Introduction and Specifications
ATI has come on very strong in the consumer graphics space over the last few months. Besides being first to market with DirectX 11 compatible video cards, unleashing Eyefinity technology on to the masses, and expanding their product line up at every meaningful price point, the Red Team also lays claim to the fastest desktop graphics cards in the world, the Radeon HD 5970. With all of the excitement surrounding these new cards for the consumer market, we wondered when professional graphics models would arrive.
For the uninitiated, here's a quick summary. Workstation graphics cards are used by a wide assortment of professionals, such as 3D professionals working in CAD, DCC, broadcast, medical imaging, and financial services.

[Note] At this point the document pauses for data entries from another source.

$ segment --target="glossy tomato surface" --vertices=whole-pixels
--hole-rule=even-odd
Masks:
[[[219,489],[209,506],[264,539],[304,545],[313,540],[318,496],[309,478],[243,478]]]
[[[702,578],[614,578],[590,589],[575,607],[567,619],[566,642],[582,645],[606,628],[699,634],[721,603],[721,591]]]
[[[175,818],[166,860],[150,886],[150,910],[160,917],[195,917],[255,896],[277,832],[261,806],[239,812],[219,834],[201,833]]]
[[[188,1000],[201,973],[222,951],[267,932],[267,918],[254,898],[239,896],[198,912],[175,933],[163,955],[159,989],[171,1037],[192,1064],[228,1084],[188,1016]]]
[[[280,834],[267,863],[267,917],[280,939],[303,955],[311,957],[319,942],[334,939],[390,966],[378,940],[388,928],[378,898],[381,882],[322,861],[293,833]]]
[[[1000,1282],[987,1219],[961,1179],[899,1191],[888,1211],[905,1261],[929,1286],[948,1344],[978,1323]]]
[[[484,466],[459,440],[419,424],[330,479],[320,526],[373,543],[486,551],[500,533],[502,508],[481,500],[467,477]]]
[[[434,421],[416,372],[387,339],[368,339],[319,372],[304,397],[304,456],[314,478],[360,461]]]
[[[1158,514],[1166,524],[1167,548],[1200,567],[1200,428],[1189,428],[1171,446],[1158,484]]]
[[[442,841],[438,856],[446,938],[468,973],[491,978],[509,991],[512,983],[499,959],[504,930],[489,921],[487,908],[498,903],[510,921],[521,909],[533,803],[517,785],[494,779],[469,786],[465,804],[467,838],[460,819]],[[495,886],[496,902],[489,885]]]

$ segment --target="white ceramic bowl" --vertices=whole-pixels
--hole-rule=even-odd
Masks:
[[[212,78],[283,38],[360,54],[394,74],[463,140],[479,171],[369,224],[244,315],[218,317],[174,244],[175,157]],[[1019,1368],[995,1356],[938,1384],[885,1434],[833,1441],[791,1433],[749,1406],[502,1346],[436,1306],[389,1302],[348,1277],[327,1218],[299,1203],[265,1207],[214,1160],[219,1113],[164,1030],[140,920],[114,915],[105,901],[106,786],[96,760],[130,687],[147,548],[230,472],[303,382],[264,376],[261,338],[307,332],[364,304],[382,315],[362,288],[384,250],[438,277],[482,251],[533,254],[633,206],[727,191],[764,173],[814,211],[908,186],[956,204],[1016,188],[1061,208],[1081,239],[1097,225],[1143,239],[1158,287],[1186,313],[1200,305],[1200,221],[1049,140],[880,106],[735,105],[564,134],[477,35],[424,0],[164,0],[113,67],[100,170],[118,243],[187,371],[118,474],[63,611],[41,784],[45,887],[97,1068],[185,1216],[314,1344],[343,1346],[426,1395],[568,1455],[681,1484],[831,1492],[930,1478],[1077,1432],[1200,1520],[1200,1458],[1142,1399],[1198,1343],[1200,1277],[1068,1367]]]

They tend to focus on OpenGL as the API of choice, as the vast majority of applications opt for it rather than Direct3D, the common API for gaming-level graphics on the desktop. Typically, GPU makers perform very little modification to their base GPU for workstation class products. Rather, they unlock improved performance with driver enhancements and workstation application optimization and validation alone. Professional graphics drivers really enable increased performance though highly focused tuning in specific workload and software environments. Also note that workstation cards go through many stages of certifications from application providers to ensure compatibility as well. Mainstream gaming cards simply don’t have to be tested as strenuously, hence the considerable price discrepancy between the two types of cards.
During the summer of 2009, we reviewed ATI's flagship workstation graphics card, the FirePro V8750. At the time, we revealed that it was basically a V8700 with improved memory capabilities. With the launch of the new FirePro V8800 and its new GPU architecture, we expect to see a lot more improvement than just a memory upgrade. As you may have guessed, the V8800 is the workstation equivalent to the Radeon HD 5870. It sports the RV870 GPU with 1600 shader processors, but also offers 2GB GDDR5 memory checking in at 1150MHz. This is the card 3D pros have been anxiously waiting for and its finally ready for prime time. Read on as we take the brand new FirePro V8800 for a spin to see just how fast it really is.
While the majority of the specs speak for themselves, there are a few features we'd like to point out. The FirePro V8800 includes four native DisplayPort outputs, a stereo output, and comes with two DP to DVI adapters. These will come in handy for those lacking DisplayPort monitors. Furthermore, ATI brings Eyefinity technology to the workplace as users will be able to stretch applications across four screens. And we should note that the card requires two 6-pin PCIe power connections from the PSU and consumes about 208W.
As far as pricing goes, $1499 may seem like a lot to average consumers, but is actually in line with current offerings in the high end workstation videocard space. Last year, the V8750 launched at $1799 and prices for top end professional graphics cards have been trending downward for the past couple of years. Better performance at a lower cost? Yes, please.